Unless the judge's language unambiguously states that the judge does not believe he has the authority to make a downward departure, we do not have jurisdiction to review the denial of a downward departure. United States v. Guidry, 199 F.3d 1150, 1161 (10th Cir. 1999). The transcript of Mr. Dimas-Bernal's change of plea hearing contains no such statement.
Pursuant to our duty under Anders, we have conducted an independent review. Because we agree that there are no nonfrivolous issues on appeal, we grant counsel's motion to withdraw, dismiss the appeal for lack of jurisdiction, and affirm Mr. Dimas-Bernal's sentence.
Counsel's motion to withdraw is GRANTED. The appeal is DISMISSED.
Entered for the Court
Paul J. Kelly, Jr.
*. This order and judgment is not binding precedent, except under the doctrines of law of the case, res judicata, and collateral estoppel.
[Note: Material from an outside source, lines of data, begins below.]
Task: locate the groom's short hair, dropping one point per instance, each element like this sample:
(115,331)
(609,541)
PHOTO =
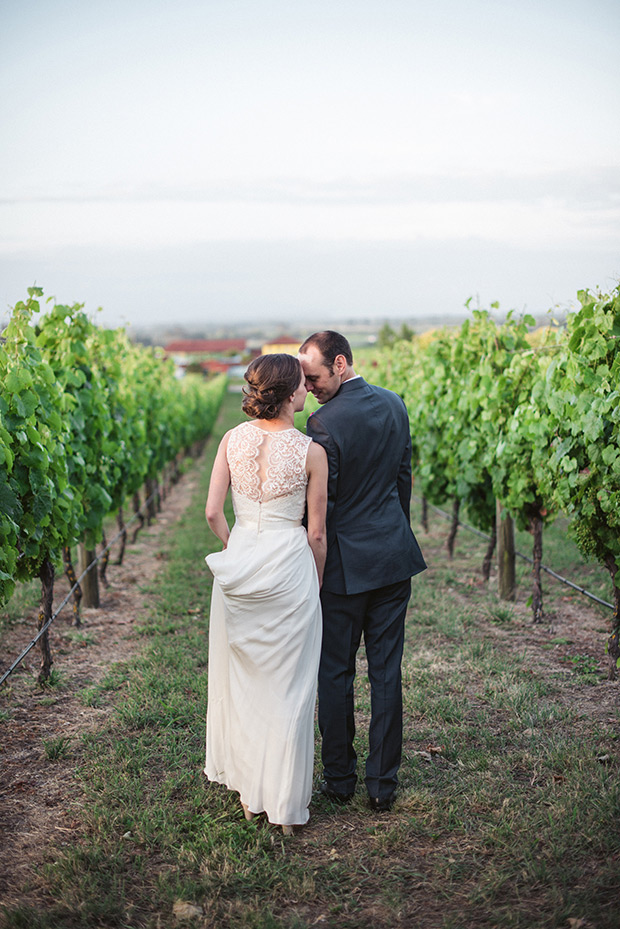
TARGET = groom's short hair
(330,344)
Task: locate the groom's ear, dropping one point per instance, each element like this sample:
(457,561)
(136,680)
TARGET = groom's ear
(340,364)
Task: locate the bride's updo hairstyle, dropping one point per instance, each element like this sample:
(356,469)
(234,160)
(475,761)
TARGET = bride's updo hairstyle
(272,379)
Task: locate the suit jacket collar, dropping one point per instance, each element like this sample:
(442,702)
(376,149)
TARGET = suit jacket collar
(353,384)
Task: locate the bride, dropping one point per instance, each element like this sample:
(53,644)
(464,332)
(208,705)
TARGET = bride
(265,626)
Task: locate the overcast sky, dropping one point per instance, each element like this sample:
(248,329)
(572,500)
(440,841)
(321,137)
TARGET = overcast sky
(238,160)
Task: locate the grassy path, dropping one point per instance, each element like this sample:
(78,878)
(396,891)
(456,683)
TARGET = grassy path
(507,816)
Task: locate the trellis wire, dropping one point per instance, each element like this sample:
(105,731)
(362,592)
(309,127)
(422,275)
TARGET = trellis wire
(558,577)
(95,561)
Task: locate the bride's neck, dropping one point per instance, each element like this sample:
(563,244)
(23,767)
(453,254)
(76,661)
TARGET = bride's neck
(281,422)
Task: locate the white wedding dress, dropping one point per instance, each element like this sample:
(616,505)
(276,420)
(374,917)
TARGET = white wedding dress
(265,631)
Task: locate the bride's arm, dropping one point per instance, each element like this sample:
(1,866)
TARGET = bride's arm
(216,498)
(316,466)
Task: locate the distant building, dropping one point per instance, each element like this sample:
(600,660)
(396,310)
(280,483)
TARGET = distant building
(285,345)
(211,355)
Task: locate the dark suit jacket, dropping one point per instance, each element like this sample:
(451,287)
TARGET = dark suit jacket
(365,431)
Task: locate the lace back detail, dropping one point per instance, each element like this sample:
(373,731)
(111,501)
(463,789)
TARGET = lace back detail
(267,465)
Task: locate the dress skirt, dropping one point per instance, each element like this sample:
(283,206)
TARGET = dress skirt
(264,647)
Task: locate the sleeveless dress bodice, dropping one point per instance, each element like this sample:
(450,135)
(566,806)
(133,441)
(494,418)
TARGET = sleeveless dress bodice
(268,476)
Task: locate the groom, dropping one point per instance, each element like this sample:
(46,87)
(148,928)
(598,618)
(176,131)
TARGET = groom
(371,556)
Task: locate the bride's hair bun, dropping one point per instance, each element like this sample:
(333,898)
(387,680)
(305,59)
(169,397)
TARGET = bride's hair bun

This court generally disfavors the citation of orders and judgments; nevertheless, an order and judgment may be cited under the terms and conditions of 10th Cir. R. 36.3.
2. After examining the briefs and the appellate record, this three-judge panel has determined unanimously that oral argument would not be of material assistance in the determination of this appeal. See Fed. R. App. P. 34(a)(2); 10th Cir. R. 34.1(G). The case is therefore ordered submitted without oral argument.